The Appeal of Vietnam’s Private Healthcare Market

The M&A deal of Tam Tri Hospital is part of a strong investment trend in Vietnam’s private healthcare
sector, driven by multiple factors.

First, economic growth and the expanding middle class. Vietnam’s per capita income is expected to reach
nearly USD 7,500 by 2030, leading to a surge in demand for high-quality healthcare services.

Second, the overload in the public healthcare system. Public hospitals are often overcrowded, creating a
significant market gap for private healthcare facilities.

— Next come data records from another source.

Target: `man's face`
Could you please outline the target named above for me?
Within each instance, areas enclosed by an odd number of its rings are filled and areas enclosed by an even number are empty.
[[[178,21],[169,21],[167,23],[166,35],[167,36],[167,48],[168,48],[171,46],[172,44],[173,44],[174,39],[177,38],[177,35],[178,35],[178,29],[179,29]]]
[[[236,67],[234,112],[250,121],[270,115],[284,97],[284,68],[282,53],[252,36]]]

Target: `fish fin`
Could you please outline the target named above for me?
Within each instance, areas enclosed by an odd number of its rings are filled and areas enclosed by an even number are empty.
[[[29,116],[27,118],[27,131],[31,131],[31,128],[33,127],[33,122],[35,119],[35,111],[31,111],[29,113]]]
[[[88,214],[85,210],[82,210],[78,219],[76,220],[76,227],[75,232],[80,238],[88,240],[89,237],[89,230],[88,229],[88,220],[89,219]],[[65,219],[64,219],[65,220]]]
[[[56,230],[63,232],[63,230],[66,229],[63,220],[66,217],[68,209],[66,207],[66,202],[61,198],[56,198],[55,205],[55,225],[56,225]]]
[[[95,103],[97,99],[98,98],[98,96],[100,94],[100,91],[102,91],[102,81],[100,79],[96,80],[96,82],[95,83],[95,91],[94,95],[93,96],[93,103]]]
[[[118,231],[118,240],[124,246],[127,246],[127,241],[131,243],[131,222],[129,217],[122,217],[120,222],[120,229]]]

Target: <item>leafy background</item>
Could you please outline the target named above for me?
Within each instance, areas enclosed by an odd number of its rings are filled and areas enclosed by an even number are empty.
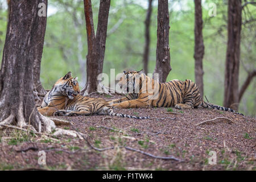
[[[99,1],[92,1],[95,31],[97,30]],[[210,17],[209,4],[217,6],[217,16]],[[205,45],[204,94],[210,102],[222,105],[227,43],[227,0],[202,1]],[[140,70],[144,44],[144,20],[147,0],[112,0],[109,16],[104,73],[115,74],[124,69]],[[247,6],[242,14],[240,86],[247,71],[256,68],[256,10]],[[167,81],[195,80],[194,3],[190,0],[169,0],[170,46],[172,71]],[[254,19],[254,22],[250,20]],[[0,56],[2,57],[7,22],[5,0],[0,0]],[[148,71],[155,66],[157,28],[157,1],[153,1],[150,27]],[[41,81],[51,89],[56,80],[68,71],[79,77],[81,87],[86,80],[87,39],[84,6],[81,0],[48,1],[47,25],[42,61]],[[1,61],[2,60],[0,60]],[[256,79],[251,82],[240,105],[239,111],[255,117]]]

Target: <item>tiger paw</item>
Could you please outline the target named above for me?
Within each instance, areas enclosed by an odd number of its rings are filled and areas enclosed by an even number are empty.
[[[76,116],[76,115],[79,115],[79,114],[77,114],[77,113],[75,113],[75,112],[69,112],[69,113],[66,113],[66,116]]]
[[[67,113],[68,113],[68,112],[67,111],[65,111],[65,110],[59,110],[53,113],[53,115],[55,115],[55,116],[65,116],[67,115]]]
[[[175,105],[175,107],[179,109],[191,109],[194,108],[194,107],[193,106],[184,104],[177,104],[176,105]]]

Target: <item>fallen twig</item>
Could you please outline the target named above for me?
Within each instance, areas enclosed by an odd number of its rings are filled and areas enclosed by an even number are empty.
[[[174,118],[170,118],[170,117],[165,117],[165,118],[150,118],[148,119],[160,119],[160,120],[163,120],[164,119],[176,119],[176,117]]]
[[[111,118],[111,117],[105,117],[102,119],[102,121],[104,121],[105,119],[118,119],[119,118]]]
[[[176,113],[176,112],[168,112],[164,114],[181,114],[181,113]]]
[[[154,155],[153,154],[149,154],[149,153],[147,153],[147,152],[143,152],[143,151],[142,151],[141,150],[138,150],[138,149],[131,148],[131,147],[129,147],[125,146],[125,148],[126,149],[127,149],[127,150],[131,150],[131,151],[135,151],[135,152],[138,152],[141,153],[141,154],[146,155],[148,155],[148,156],[150,156],[151,158],[153,158],[160,159],[171,159],[171,160],[176,160],[176,161],[179,161],[179,162],[182,162],[181,160],[177,159],[177,158],[174,157],[173,156],[168,156],[168,157],[159,156],[156,156],[156,155]]]
[[[61,149],[61,148],[52,148],[52,147],[48,147],[48,148],[39,148],[38,147],[29,147],[25,149],[20,149],[20,150],[16,150],[16,152],[26,152],[29,150],[32,150],[34,151],[37,151],[39,150],[40,151],[61,151],[61,152],[66,152],[68,153],[69,154],[75,154],[76,152],[77,152],[78,151],[81,151],[81,150],[85,150],[85,149],[79,149],[73,152],[71,152],[69,151],[68,150],[63,150],[63,149]]]
[[[63,119],[50,118],[51,120],[54,122],[56,125],[69,125],[70,122]]]
[[[102,128],[104,128],[104,129],[108,129],[108,130],[110,130],[116,131],[118,131],[118,132],[119,132],[119,133],[123,133],[123,132],[122,131],[122,130],[116,130],[116,129],[113,129],[113,128],[112,128],[112,127],[105,127],[105,126],[97,126],[97,127],[97,127],[97,128],[100,128],[100,127],[102,127]]]
[[[75,127],[75,126],[73,126],[73,123],[71,123],[71,126],[73,127],[73,129],[77,132],[77,133],[80,133],[79,131],[78,131],[78,130],[76,127]],[[111,150],[111,149],[114,149],[114,146],[106,147],[106,148],[99,148],[93,146],[90,143],[90,142],[88,139],[87,137],[85,137],[84,136],[84,135],[82,135],[82,134],[81,134],[81,136],[85,140],[85,141],[88,144],[89,146],[90,146],[93,149],[94,149],[95,150],[97,150],[97,151],[105,151],[105,150]],[[135,152],[140,152],[140,153],[143,154],[144,155],[146,155],[149,156],[150,156],[151,158],[156,158],[156,159],[171,159],[171,160],[176,160],[176,161],[178,161],[178,162],[182,162],[182,160],[181,160],[180,159],[175,158],[175,157],[174,157],[172,156],[168,156],[168,157],[159,156],[156,156],[156,155],[152,155],[152,154],[149,154],[149,153],[147,153],[147,152],[143,152],[143,151],[141,151],[139,150],[135,149],[135,148],[131,148],[131,147],[127,147],[127,146],[119,146],[118,147],[120,147],[120,148],[124,147],[126,150],[131,150],[131,151],[135,151]]]
[[[233,122],[232,121],[231,121],[230,119],[229,119],[229,118],[224,118],[224,117],[220,117],[220,118],[214,118],[214,119],[209,119],[209,120],[206,120],[206,121],[203,121],[203,122],[200,122],[200,123],[196,124],[196,126],[198,126],[198,125],[203,125],[203,124],[205,124],[205,123],[206,123],[207,122],[210,122],[210,121],[215,121],[215,120],[217,120],[217,119],[226,119],[226,120],[227,120],[227,121],[229,122],[228,122],[229,124],[234,122]]]

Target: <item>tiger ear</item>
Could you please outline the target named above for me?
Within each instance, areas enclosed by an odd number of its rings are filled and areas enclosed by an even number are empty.
[[[141,69],[141,71],[137,72],[137,73],[139,73],[139,75],[141,75],[141,73],[144,73],[143,69]]]
[[[67,80],[71,78],[72,77],[72,73],[71,72],[69,72],[63,77],[63,80]]]

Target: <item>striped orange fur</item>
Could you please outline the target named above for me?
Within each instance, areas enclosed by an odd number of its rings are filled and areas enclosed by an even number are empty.
[[[136,82],[135,80],[138,80]],[[207,103],[201,97],[196,84],[190,80],[174,80],[160,83],[147,76],[142,71],[123,72],[121,87],[133,88],[125,97],[109,103],[117,108],[175,107],[177,109],[212,108],[240,114],[230,108]],[[148,88],[151,88],[149,89]],[[135,92],[138,90],[138,92]],[[152,91],[153,90],[153,91]],[[156,94],[158,92],[158,94]],[[156,95],[153,97],[153,95]]]

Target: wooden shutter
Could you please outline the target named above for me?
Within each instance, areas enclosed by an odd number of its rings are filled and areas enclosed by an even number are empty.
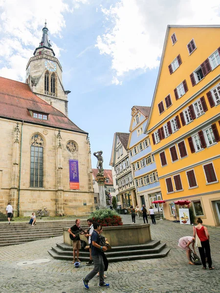
[[[178,156],[176,152],[176,146],[174,146],[170,148],[170,153],[171,155],[171,158],[172,159],[172,162],[175,162],[178,160]]]
[[[181,122],[182,122],[182,125],[183,126],[186,125],[186,121],[185,121],[184,115],[183,115],[183,113],[181,112],[179,113],[179,116],[180,116]]]
[[[214,107],[215,105],[215,102],[214,101],[213,98],[212,97],[212,93],[210,91],[206,93],[206,96],[208,98],[208,101],[209,101],[210,107],[212,108],[212,107]]]
[[[217,181],[217,179],[216,178],[216,174],[215,174],[215,171],[212,163],[210,163],[210,164],[204,165],[203,167],[208,183]]]
[[[166,156],[164,151],[160,153],[160,158],[162,166],[165,166],[167,164],[167,160],[166,159]]]
[[[180,175],[178,174],[174,176],[174,182],[175,183],[176,190],[181,190],[182,189],[182,183],[181,182]]]
[[[188,142],[189,143],[189,146],[190,147],[190,150],[191,151],[191,153],[195,152],[196,150],[194,147],[194,145],[193,144],[193,139],[191,136],[188,138]]]
[[[181,125],[180,125],[180,122],[179,121],[179,116],[177,115],[177,116],[176,116],[176,124],[177,125],[177,127],[178,127],[178,129],[179,129],[179,128],[181,127]]]
[[[173,187],[172,181],[171,178],[166,179],[166,184],[167,185],[167,192],[173,192],[174,188]]]
[[[201,104],[204,112],[206,112],[206,111],[208,111],[208,108],[207,107],[206,102],[205,102],[204,96],[200,98],[200,101],[201,101]]]
[[[213,134],[215,136],[215,139],[216,142],[219,142],[220,141],[220,137],[219,136],[219,131],[216,126],[216,124],[214,123],[211,126],[212,131],[213,131]]]
[[[173,133],[172,131],[172,127],[171,127],[171,124],[170,123],[170,121],[168,121],[167,123],[167,127],[168,128],[168,132],[169,134],[171,134],[171,133]]]
[[[195,77],[194,77],[194,74],[193,73],[191,73],[190,75],[190,79],[191,80],[191,83],[192,83],[192,85],[193,86],[194,86],[194,85],[196,84],[196,80],[195,79]]]
[[[187,86],[187,84],[186,84],[186,80],[184,80],[183,81],[182,84],[183,84],[183,87],[184,88],[185,92],[186,93],[186,92],[188,91],[188,86]]]
[[[170,64],[170,65],[168,65],[168,68],[169,68],[169,71],[170,71],[170,74],[172,74],[173,73],[173,71],[172,65],[171,65],[171,64]]]
[[[179,97],[178,96],[178,93],[177,92],[177,88],[176,87],[174,89],[174,94],[175,95],[175,98],[176,100],[178,100]]]
[[[200,130],[198,132],[198,136],[199,137],[200,141],[202,147],[206,147],[206,143],[205,142],[205,138],[204,137],[203,132]]]
[[[182,63],[182,60],[181,60],[181,57],[180,57],[180,55],[179,54],[177,57],[176,57],[177,59],[177,61],[178,61],[178,63],[179,65],[180,65],[180,64]]]
[[[195,113],[194,109],[193,108],[193,106],[192,104],[189,106],[189,110],[190,112],[192,119],[195,119],[196,118],[196,114]]]
[[[184,158],[184,157],[187,155],[184,142],[181,142],[181,143],[178,143],[178,147],[179,149],[179,153],[180,154],[180,157],[181,158]]]

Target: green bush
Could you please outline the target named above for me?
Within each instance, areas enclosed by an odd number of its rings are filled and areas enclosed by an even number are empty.
[[[122,219],[116,211],[109,209],[96,210],[92,213],[92,220],[99,223],[101,226],[122,226]]]

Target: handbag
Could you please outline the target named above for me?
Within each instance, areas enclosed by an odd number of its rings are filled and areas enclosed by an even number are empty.
[[[196,227],[194,227],[195,229],[195,231],[196,233],[196,247],[201,247],[201,241],[199,239],[199,238],[198,238],[198,236],[197,235],[197,230],[196,229]]]

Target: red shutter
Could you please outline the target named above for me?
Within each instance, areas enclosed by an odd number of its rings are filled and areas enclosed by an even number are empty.
[[[178,93],[177,92],[177,88],[176,88],[174,89],[174,94],[175,95],[176,99],[178,100],[179,97],[178,96]]]
[[[217,181],[212,163],[203,166],[208,183]]]
[[[166,184],[167,185],[167,192],[173,192],[174,188],[173,187],[172,181],[171,178],[166,179]]]
[[[212,94],[211,94],[210,91],[209,91],[209,92],[206,93],[206,96],[207,96],[207,97],[208,98],[208,101],[209,101],[209,105],[210,105],[210,107],[211,108],[212,108],[212,107],[214,107],[215,105],[215,102],[214,101],[214,100],[212,97]]]
[[[179,54],[176,57],[176,58],[177,59],[177,61],[179,65],[180,65],[180,64],[181,64],[182,63],[182,60],[181,60],[180,55]]]
[[[191,73],[190,75],[190,79],[191,80],[191,83],[192,83],[192,85],[193,86],[194,86],[194,85],[196,84],[196,80],[195,79],[195,77],[194,77],[194,74],[193,73]]]
[[[173,73],[173,68],[171,64],[170,64],[170,65],[168,65],[168,68],[169,71],[170,71],[170,74],[172,74]]]
[[[176,124],[177,125],[178,128],[179,129],[181,127],[181,125],[180,122],[179,121],[178,115],[176,116],[175,118],[176,121]]]
[[[211,67],[209,59],[207,58],[207,59],[206,59],[204,61],[204,63],[205,63],[205,68],[206,68],[206,71],[208,74],[209,72],[212,71],[212,67]]]
[[[202,109],[203,109],[204,112],[206,112],[206,111],[208,111],[208,108],[207,107],[206,102],[205,102],[204,96],[200,98],[200,101],[201,101],[201,104],[202,105]]]
[[[192,119],[195,119],[196,118],[196,114],[195,113],[194,109],[193,108],[193,106],[192,105],[191,105],[189,106],[189,110],[190,112]]]
[[[182,122],[182,125],[183,126],[184,126],[184,125],[186,125],[186,122],[185,121],[185,118],[184,118],[184,116],[183,115],[183,113],[182,112],[181,112],[179,113],[179,116],[180,116],[180,119],[181,119],[181,122]]]
[[[195,152],[196,150],[195,149],[194,145],[193,144],[193,139],[192,138],[191,136],[188,138],[188,142],[189,143],[189,145],[190,147],[190,150],[191,151],[191,153],[193,153]]]
[[[219,142],[220,141],[220,137],[219,136],[219,131],[216,126],[216,124],[214,123],[211,126],[212,131],[213,131],[213,134],[215,136],[215,139],[216,142]]]
[[[199,137],[200,141],[202,147],[206,147],[206,143],[205,142],[205,138],[204,137],[203,132],[202,130],[200,130],[198,132],[198,136]]]
[[[186,84],[186,80],[184,80],[183,81],[182,84],[183,84],[183,87],[184,88],[185,92],[186,93],[186,92],[188,91],[188,86],[187,86],[187,84]]]
[[[169,134],[171,134],[171,133],[172,133],[173,131],[172,131],[172,128],[171,127],[171,124],[170,123],[170,121],[168,121],[167,123],[167,127],[168,128],[168,132]]]
[[[174,182],[175,183],[176,190],[181,190],[182,189],[182,183],[180,175],[174,176]]]
[[[161,127],[161,128],[160,128],[160,131],[161,133],[162,139],[163,139],[164,138],[165,138],[164,129],[163,129],[163,127]]]

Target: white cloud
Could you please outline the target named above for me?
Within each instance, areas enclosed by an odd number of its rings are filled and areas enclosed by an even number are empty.
[[[120,0],[101,9],[107,27],[96,46],[111,57],[115,84],[126,72],[158,66],[168,24],[220,22],[218,0]]]
[[[0,0],[0,76],[23,81],[26,65],[42,36],[46,19],[50,37],[62,38],[64,14],[88,0]],[[59,57],[61,49],[51,42]]]

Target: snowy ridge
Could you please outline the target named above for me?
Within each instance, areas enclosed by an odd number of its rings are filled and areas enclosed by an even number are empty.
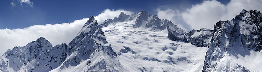
[[[107,20],[100,26],[106,27],[109,25],[115,24],[118,22],[130,21],[134,23],[131,25],[134,28],[142,27],[153,31],[167,32],[168,37],[171,40],[189,42],[186,31],[168,20],[160,20],[156,15],[151,15],[143,11],[130,15],[122,12],[118,18]]]
[[[52,47],[48,40],[42,37],[23,47],[15,47],[0,57],[0,70],[3,72],[17,71]]]
[[[197,30],[193,29],[187,35],[192,45],[204,47],[209,45],[213,32],[213,30],[202,28]]]
[[[103,29],[103,30],[102,30]],[[243,10],[188,32],[144,11],[101,24],[91,16],[68,45],[40,37],[0,56],[3,72],[259,72],[262,14]]]
[[[261,12],[243,10],[231,21],[221,21],[214,25],[214,35],[206,53],[203,71],[262,70],[256,67],[261,67],[262,62],[255,61],[262,57],[261,21]],[[250,61],[242,60],[251,58],[249,57],[253,57],[252,59],[254,60]]]
[[[67,49],[68,57],[51,71],[125,71],[115,59],[116,54],[93,16],[69,43]]]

Third, demographic structure and aging trends. Vietnam is one of the fastest-aging countries globally,
increasing the demand for medical treatment.

Fourth, the government’s encouraging policies aim to increase the proportion of private hospital beds to at
least 15% by 2030.

According to Fitch Solutions, Vietnam’s total healthcare spending could reach USD 33.8 billion by 2030.
This attraction is evident through a wave of M&A and large-scale investments in the past five years.

In 2020, the GIC fund (Singapore) invested over USD 203 million in the Vinmec system. The peak was in 2023
when Thomson Medical Group (Singapore) spent USD 381.4 million to acquire FV Hospital. Most recently, at the
beginning of 2025, Raffles Medical Group also purchased the American International Hospital (AIH).

One of the main drivers of these investments is the potential of the domestic market. Statistics show
that Vietnamese citizens spend approximately USD 2 billion annually on medical treatment abroad. This
figure indicates a substantial demand for international standard healthcare services that the domestic
system has yet to fulfill entirely.

Quadria Capital is a prime example. It is one of the largest private equity funds in Asia focusing on the
healthcare sector, managing assets worth billions of dollars. In Vietnam, Quadria Capital is known for its
successful investment in FV Hospital before divesting and another notable investment in the Con Cung
chain, a retailer of mother and baby products, worth over USD 90 million.